Critical infrastructure systems are the backbone for controlling and managing essential services for industries including oil and gas, utilities, healthcare and public sector, says Craig Hockley, regional director for South Africa and sub-Saharan Africa, McAfee.
Any of these sectors could be targets of security attacks; anything from Supervisory Control and Data Acquisition (SCADA) systems and/or Industrial Control Systems (ICS), to hospital heart monitors, transportation, digital meters, lights and appliances, could also be at risk.
Without the proper security controls and strategies in place, critical infrastructures could experience operational failures, security breaches, regulatory penalties, and in some cases, even life and death situations.
Cybercriminals are constantly in search of new targets of attack, and critical infrastructures are no exception. In fact, critical infrastructures are often a prime target because of their broad reach, interconnectedness and use of embedded systems – not to mention that many of them function by a combination of legacy and more modern equipment.
In the past, critical infrastructure was overseen by several technology domains that were physically separated by “air gaps” with no direct connection to each other. These domains usually included an organisation’s IT network, ICS and SCADA systems. Today, data delivery across these once-separate domains have now become commonplace.
Yet while open communications between business and control systems has resulted in creating better efficiencies, it has also opened the door to security vulnerabilities where an attacker could potentially gain access into all three domains by breaking into any one of them.

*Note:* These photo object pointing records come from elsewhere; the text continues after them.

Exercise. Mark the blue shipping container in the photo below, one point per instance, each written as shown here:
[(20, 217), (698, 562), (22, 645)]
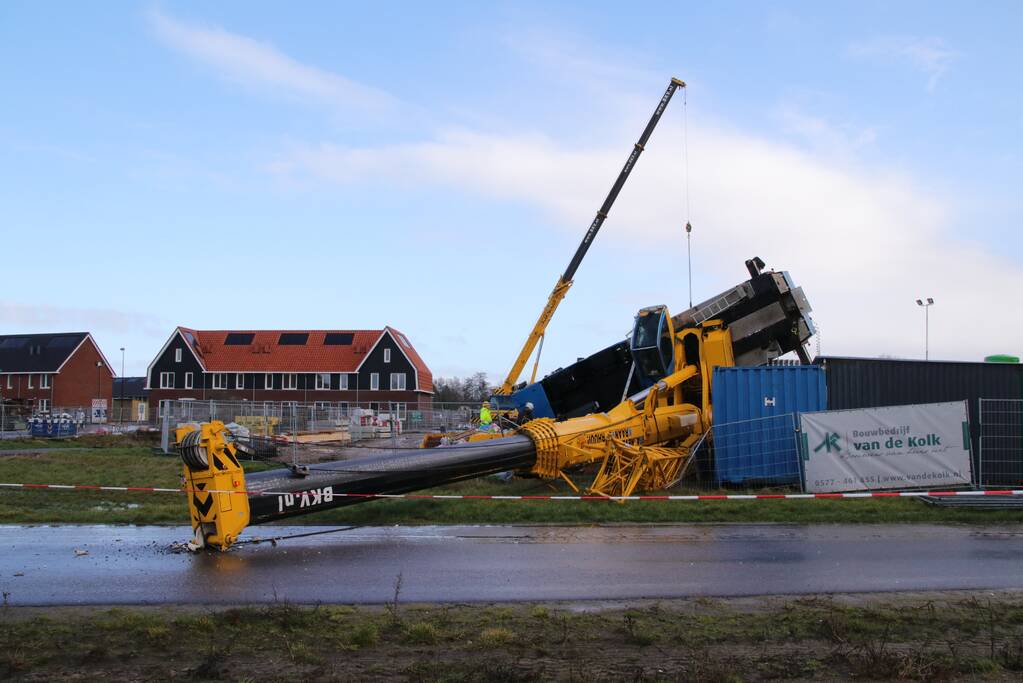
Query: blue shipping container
[(755, 418)]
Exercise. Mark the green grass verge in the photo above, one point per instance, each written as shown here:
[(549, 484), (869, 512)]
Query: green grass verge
[(85, 441), (137, 466), (872, 638)]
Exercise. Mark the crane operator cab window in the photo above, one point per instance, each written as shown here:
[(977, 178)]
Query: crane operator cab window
[(653, 344)]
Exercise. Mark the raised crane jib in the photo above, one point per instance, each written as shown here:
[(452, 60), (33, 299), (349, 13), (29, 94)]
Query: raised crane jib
[(565, 281)]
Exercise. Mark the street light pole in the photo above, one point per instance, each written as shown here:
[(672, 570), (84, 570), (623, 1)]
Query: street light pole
[(122, 411), (927, 324)]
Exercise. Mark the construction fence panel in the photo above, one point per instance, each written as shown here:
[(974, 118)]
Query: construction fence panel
[(999, 462), (19, 420)]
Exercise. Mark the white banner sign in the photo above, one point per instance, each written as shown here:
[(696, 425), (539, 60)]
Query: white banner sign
[(900, 447)]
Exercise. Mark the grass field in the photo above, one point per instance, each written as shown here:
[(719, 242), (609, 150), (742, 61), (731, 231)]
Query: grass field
[(121, 465), (922, 637)]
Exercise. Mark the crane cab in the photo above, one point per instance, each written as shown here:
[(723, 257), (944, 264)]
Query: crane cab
[(653, 344)]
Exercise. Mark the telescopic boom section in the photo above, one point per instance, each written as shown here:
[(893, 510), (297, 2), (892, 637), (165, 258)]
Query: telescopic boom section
[(565, 281)]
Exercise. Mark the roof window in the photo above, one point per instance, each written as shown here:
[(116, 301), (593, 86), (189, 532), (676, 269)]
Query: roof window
[(293, 338), (339, 339), (238, 338)]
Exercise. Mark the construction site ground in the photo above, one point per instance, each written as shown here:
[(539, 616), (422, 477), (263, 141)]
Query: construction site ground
[(918, 636), (122, 462)]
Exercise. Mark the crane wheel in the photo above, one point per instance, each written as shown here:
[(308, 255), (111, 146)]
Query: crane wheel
[(192, 453)]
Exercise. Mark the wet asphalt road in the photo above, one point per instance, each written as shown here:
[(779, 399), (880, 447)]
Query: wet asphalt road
[(134, 564)]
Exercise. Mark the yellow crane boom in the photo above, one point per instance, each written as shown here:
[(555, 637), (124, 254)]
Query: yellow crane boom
[(565, 281)]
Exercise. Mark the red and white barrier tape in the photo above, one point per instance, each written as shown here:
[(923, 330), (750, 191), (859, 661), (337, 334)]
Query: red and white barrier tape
[(409, 496)]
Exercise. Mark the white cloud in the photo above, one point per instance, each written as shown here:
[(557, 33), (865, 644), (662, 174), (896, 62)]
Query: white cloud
[(864, 242), (20, 318), (928, 55), (256, 63)]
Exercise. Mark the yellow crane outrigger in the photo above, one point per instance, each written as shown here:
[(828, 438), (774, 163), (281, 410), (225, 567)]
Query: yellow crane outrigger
[(565, 281)]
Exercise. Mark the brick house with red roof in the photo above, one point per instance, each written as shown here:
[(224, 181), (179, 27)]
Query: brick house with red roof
[(343, 368)]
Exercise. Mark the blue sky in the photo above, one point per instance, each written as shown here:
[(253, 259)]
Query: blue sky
[(433, 167)]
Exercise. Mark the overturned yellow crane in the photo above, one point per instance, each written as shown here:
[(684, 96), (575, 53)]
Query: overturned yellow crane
[(641, 443)]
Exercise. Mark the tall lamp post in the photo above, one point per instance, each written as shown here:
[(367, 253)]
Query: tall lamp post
[(122, 407), (927, 304)]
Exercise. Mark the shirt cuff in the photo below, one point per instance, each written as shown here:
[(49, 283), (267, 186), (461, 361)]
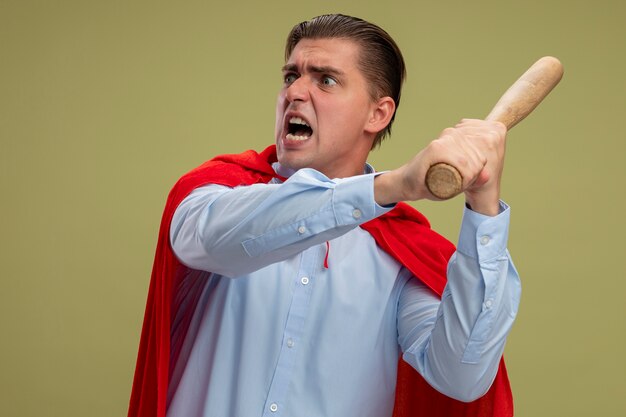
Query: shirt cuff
[(353, 200), (484, 237)]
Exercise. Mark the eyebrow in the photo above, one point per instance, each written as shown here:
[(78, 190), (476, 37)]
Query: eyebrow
[(314, 69)]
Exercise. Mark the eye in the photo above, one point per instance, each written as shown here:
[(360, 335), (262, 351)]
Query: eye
[(289, 78), (328, 81)]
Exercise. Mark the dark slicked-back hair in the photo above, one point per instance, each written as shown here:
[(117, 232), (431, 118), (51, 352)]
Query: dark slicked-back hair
[(380, 59)]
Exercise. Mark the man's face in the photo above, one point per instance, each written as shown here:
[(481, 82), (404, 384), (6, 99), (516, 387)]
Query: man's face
[(323, 109)]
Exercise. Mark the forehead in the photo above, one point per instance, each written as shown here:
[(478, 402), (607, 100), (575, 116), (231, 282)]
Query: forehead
[(336, 52)]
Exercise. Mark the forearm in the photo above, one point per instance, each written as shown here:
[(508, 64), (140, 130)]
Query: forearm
[(239, 230), (458, 348)]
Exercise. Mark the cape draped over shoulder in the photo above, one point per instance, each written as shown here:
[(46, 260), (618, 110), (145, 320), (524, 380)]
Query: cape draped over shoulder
[(403, 232)]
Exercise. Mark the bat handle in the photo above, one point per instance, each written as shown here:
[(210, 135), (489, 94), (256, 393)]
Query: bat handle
[(444, 181)]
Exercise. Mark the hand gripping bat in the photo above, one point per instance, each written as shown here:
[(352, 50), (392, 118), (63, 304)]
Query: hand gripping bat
[(443, 180)]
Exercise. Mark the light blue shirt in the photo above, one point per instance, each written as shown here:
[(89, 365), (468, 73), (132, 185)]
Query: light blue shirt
[(276, 333)]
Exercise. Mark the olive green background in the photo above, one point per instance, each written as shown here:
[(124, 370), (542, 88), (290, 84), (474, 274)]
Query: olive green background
[(103, 104)]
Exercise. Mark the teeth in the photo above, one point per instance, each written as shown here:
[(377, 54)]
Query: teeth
[(295, 137), (298, 121)]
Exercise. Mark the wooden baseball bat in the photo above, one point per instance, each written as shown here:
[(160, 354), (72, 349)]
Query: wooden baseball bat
[(443, 180)]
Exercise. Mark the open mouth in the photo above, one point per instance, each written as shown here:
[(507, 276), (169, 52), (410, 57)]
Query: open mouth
[(298, 129)]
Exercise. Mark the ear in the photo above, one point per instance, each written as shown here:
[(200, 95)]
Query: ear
[(382, 112)]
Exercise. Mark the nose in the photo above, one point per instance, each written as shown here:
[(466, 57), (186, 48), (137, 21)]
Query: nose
[(298, 90)]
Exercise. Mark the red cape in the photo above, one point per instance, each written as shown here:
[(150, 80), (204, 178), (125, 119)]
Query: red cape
[(403, 232)]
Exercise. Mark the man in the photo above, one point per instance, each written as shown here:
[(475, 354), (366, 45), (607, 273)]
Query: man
[(268, 299)]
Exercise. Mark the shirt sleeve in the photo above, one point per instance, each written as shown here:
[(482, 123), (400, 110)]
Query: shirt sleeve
[(457, 343), (233, 231)]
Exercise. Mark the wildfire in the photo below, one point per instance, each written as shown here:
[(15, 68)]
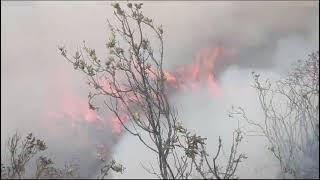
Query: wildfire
[(185, 78)]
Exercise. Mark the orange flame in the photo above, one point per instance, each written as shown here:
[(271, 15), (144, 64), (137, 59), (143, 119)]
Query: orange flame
[(185, 78)]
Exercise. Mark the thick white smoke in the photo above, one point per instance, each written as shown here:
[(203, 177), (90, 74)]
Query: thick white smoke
[(266, 36)]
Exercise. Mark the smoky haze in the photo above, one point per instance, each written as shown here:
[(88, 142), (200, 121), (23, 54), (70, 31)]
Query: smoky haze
[(263, 36)]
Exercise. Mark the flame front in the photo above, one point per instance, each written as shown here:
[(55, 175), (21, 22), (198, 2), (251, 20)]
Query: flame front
[(185, 78)]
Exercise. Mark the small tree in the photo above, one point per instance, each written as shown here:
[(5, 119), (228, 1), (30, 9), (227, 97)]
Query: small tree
[(291, 118), (131, 83)]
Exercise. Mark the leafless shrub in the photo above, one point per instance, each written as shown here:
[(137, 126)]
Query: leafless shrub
[(21, 151), (291, 118), (131, 83)]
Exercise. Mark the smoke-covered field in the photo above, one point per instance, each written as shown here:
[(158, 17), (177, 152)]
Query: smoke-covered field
[(210, 50)]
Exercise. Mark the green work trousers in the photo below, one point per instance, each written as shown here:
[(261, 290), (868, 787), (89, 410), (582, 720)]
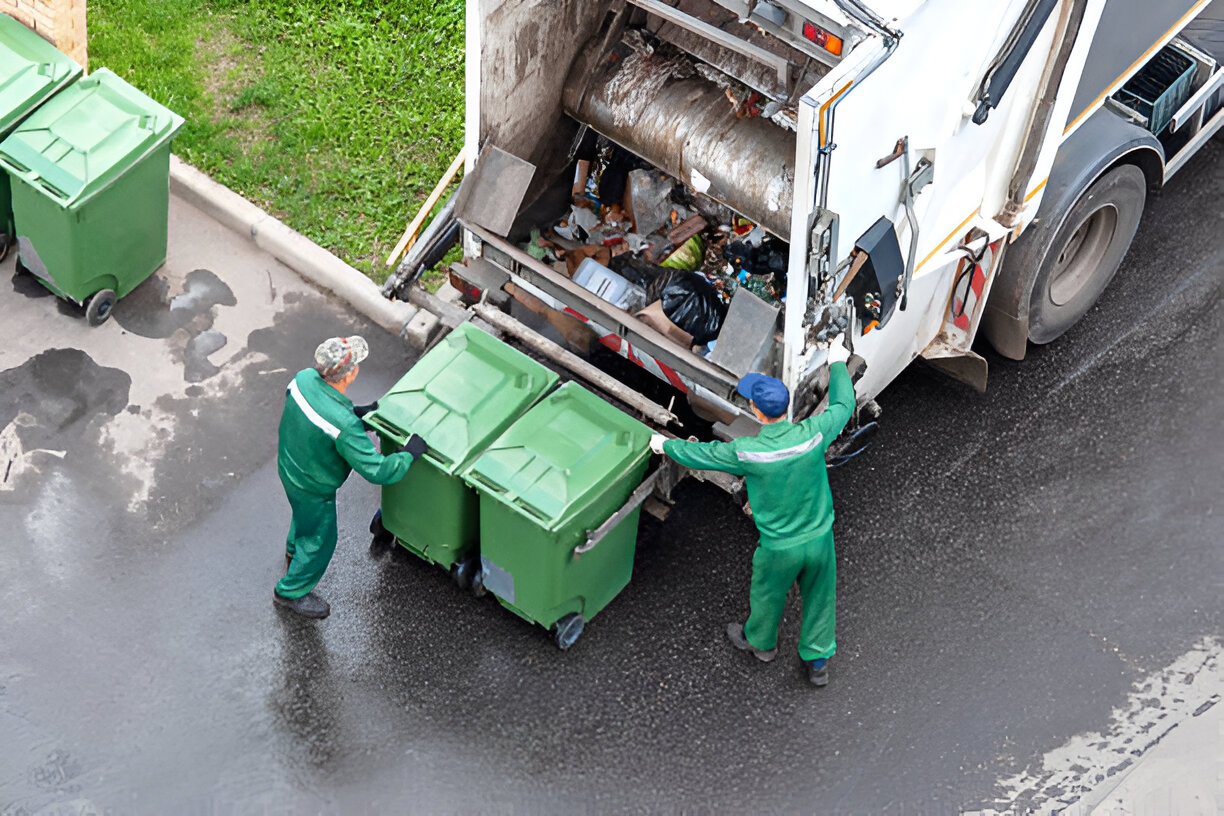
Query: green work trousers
[(774, 571), (311, 541)]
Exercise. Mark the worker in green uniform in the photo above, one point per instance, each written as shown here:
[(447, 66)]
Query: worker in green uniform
[(322, 441), (783, 470)]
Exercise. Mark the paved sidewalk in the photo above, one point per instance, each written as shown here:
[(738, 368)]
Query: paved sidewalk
[(1181, 776)]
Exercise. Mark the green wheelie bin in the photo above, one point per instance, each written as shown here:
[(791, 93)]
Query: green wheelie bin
[(91, 190), (31, 72), (558, 474), (459, 396)]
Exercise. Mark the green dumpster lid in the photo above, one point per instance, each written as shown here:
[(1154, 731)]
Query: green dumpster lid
[(31, 70), (460, 395), (86, 136), (561, 455)]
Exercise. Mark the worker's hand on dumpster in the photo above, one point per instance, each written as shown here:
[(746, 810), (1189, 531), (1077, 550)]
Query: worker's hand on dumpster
[(415, 445), (856, 366), (837, 350)]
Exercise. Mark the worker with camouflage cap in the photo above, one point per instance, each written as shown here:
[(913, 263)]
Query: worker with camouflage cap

With multiple ways of entering the network, organisations and their IT executives need to be made aware of the threats that exist and know what security solutions and strategies can be implemented to safeguard them.
One of the biggest challenges facing organisations and their critical infrastructures is being prepared for the types of threats that exist. Most attacks can be categorised into one of three areas: espionage, extortion and sabotage. While threats take on various forms, the motives behind them often remain the same: financial gain, data theft, or shutting down facilities.
Advanced persistent threats, and other security vulnerabilities to endpoints such as mobile devices and social media channels also present an element of risk and must be protected against.
In the past five years alone, McAfee has seen an increase in both volumes and sophistication of attacks, in addition to the number of groups that are spearheading them.
While spear phishing, attacks that are directed at specific individuals or companies, and SQL injections, attacks that target databases through a Web site, are two of the most commonly used forms of attack, other threats still exist and need to be protected against.
Not all attacks are easily evident though. In fact, many cyber-threats are often subtle and go unnoticed. One example of a recent stealth attack, is Night Dragon, which began in 2009 as a series of targeted attacks against global energy, oil and petrochemical companies.
Disguised as everyday system administrative tools, this virus was able to gain access to desktop PCs, servers and extranets and captured usernames and passwords with the intent to steal sensitive proprietary data.
The Stuxnet worm is another example of a targeted attack, which gained widespread media and public attention in 2010, when it attacked several facilities around the world, including Iran’s nuclear enrichment infrastructure.
Not only did the Stuxnet worm target SCADA systems, but it also spread throughout infrastructures through removable media devices such as USB drives. Since it was discovered, additional variants of the malware have also been reported around the world — proving that organisations, regardless of their locations, must continually assess and enforce security policies and best practices.
There are several precautions organisations must consider to better protect their systems, data and their people. In addition to utilising security solutions such as anti-virus, firewalls and encryption, McAfee has provided this list of best practices and recommendations for how organisations can better counter these threats.
Organisations need visibility into what assets they are protecting, know what their functions are, who has access to them and what counter measures are currently in place. Since data passes through all technology domains in critical infrastructure environments, having situational awareness is key to achieving increased network security and makes it easier for IT to manage, monitor and report across zones.
Dynamic blacklisting and whitelisting techniques ensure that only trusted applications are allowed to run on devices. By essentially mandating the “who, how, when and what” security risk levels are lessened.
Security firewalls and intrusion prevention systems (IPS) offer protection between zones by providing perimeter protection to the networks. Corporate IT Must Play a Larger Role: An organisation’s IT department shouldn’t be treated as a separate entity from its business counterpart.
Instead, more collaboration is required in order to achieve better communication and visibility results.
An awareness and adoption of the proper security solutions, best practices and policies that span across organisations, will help reduce the risks of critical infrastructures being attacked and compromised and furthermore, will also protect our systems and the services on which we are so dependent.